The town's main claim to fame used to be the local Steelworks, Consett Iron Company. Founded in 1840 CIC went on to become a major figure in world steel production, producing high quality steel, which was used amongst other things, in the Blackpool Tower, the Sydney Harbour Bridge (and its prototype predecessor, the Newcastle Tyne Bridge), as well as providing the special steels for the UK nuclear submarine fleet and many of the UK's nuclear reactor vessels. However, high quality alone was not enough to guarantee survival and although still running at a profit, the plant (part of British Steel since 1967) was finally closed in 1980, ripping the heart out of the town. There again, if you were starting from scratch today you wouldn't choose to build a steelworks 900 ft up on the edge of the penines, with the resulting lousy logistics. However, the result was an unemployment rate of 36% in 1981, which only very slowly reduced. The steel works was completely demolished and turned into a green landscape of rolling hills. There isn't even a museum to record the history of the works and even the development plan implemented to re-build the town - Project Genesis - has a 'Year Zero' name which suggests there was nothing worthwhile before.
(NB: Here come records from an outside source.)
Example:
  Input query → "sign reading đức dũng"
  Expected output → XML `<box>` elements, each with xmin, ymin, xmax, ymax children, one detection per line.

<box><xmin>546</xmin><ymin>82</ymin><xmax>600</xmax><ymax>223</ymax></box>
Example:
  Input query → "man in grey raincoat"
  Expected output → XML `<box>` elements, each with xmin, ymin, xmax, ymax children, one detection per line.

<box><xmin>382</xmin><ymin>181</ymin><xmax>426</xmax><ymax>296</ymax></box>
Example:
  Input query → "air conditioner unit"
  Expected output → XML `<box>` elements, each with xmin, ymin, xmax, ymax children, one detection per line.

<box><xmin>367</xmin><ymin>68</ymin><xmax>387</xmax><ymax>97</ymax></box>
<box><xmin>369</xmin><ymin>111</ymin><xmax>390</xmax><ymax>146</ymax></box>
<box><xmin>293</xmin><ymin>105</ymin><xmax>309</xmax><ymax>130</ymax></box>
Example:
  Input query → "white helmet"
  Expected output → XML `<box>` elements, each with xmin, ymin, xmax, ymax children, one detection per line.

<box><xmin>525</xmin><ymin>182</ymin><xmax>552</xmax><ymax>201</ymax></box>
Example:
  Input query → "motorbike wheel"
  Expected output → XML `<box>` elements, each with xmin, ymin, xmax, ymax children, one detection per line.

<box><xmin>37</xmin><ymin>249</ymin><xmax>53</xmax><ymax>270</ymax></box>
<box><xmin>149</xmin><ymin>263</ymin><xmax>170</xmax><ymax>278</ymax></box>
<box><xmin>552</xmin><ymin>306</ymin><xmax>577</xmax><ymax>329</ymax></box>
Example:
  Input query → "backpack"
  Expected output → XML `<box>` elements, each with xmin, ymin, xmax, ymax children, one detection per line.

Useless facts about Consett, not all of which I knew when I started digging, apart from the steel highlights:
Probably the only town in the country to have red snow - they never managed to get the filters working properly so the whole town was constantly covered in a fine rust-red dust.
Wilkinson Sword was founded in Shotley Bridge now part of Consett, in about 1840.
Rowan Atkinson, Mr. Bean, was born in Consett
Consett was the first town in the World to have a Salvation Army Corps Band.
For those who might be interested in the rise and fall of the North East steel industry,
this BBC site has six video-clips. Unfortunately, I can't try them out at work, but perhaps they will show how you can reduce a massive industrial complex (and very impressive skyline) to a few grassy mounds, if you put your mind to it!